Because it would be a tragedy if the rest of the world ends up running on hydrogen. And we’re left behind in these big old trains and we’ve got coal … we’ll be going back to steam trains.
That’s right, because we could keep all these unemployed young people busy … have them shoveling coal into furnaces on trains. I’m sure a lot of people out there would love to see steam trains going up and down the line again.
Just as a novelty, that’s all but not not as a regular thing. And are they actually in operation yet? Or are they coming in?
I think they’ve there’s a prototype hydrogen powered train running in Germany just now. So they these are that this stage is small commuter trains, like two or three or four carriage trains. And rather than putting up big electrical infrastructure, they are self-powered on hydrogen.
And it’s interesting in Scotland because you get lots of wind, but I wouldn’t have thought you get that muchsun.
No but we also have hydroelectric power. We’ve got these big dams with water pouring through, and what would you do with them at night when people are not cooking and watching TV and certainly not having running air conditioners? Use them to create hydrogen.
Fantastic, and we are getting more new apartments built all the time, which are powered on solar? they’re fitted with batteries already. So and they’re giving electricity back to the grid. So there are some really bright sparks out there on there.

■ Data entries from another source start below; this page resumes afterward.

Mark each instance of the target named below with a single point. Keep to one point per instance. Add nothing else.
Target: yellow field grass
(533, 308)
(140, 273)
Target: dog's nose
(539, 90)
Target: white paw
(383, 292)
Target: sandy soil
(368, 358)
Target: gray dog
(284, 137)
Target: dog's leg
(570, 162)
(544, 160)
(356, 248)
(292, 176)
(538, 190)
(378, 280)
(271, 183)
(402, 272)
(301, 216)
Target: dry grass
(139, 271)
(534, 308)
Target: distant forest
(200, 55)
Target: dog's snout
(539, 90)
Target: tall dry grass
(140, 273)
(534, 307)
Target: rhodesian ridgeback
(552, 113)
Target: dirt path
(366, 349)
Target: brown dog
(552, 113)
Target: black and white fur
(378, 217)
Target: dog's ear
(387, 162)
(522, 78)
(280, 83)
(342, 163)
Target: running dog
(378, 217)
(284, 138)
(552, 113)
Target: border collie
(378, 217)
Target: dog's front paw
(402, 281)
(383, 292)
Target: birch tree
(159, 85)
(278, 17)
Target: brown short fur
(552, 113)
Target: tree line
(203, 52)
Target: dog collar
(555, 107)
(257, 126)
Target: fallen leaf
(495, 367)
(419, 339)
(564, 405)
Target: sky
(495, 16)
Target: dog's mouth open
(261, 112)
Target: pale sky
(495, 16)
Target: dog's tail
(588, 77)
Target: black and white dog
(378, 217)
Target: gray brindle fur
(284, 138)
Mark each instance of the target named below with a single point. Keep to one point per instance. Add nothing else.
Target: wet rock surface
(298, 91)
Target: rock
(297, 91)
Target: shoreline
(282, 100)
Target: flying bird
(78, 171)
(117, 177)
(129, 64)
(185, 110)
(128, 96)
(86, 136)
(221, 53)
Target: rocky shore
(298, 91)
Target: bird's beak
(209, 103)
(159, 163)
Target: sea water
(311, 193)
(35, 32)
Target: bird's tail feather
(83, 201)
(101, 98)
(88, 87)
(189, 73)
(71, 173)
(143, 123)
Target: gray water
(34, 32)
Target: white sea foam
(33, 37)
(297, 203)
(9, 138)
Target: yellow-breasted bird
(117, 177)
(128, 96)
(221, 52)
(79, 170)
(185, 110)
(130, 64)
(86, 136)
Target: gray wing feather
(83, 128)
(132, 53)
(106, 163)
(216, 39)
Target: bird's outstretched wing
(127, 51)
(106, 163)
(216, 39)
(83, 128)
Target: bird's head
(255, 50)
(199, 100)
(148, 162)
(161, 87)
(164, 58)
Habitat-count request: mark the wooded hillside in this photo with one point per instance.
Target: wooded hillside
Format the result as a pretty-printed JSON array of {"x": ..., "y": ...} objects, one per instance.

Well, I saw an image of planning this new city out by the new airport, Badgerys Creek, and it was a lovely CGI image of some artists and town planners’ vision, and I saw the train coming out of the station. And I thought, aha, you forgot to put the electric lines in. So? Are we going back to diesel and then I had a second look, and the train was rolling past the factory was a big H, in a circle. So they are saying already, we’re gonna have hydrogen plants here. And that train is obviously going to be running on hydrogen. So there you go.
So the train hasn’t left the station yet, but not very long off.
And neither has the ship sailed. Okay. Thank you so much, Sue.
Thank you, James.
Thank you for joining me in talking to David Sachs. And thank you everybody, for listening. We’ll talk to you again soon. Bye. Bye.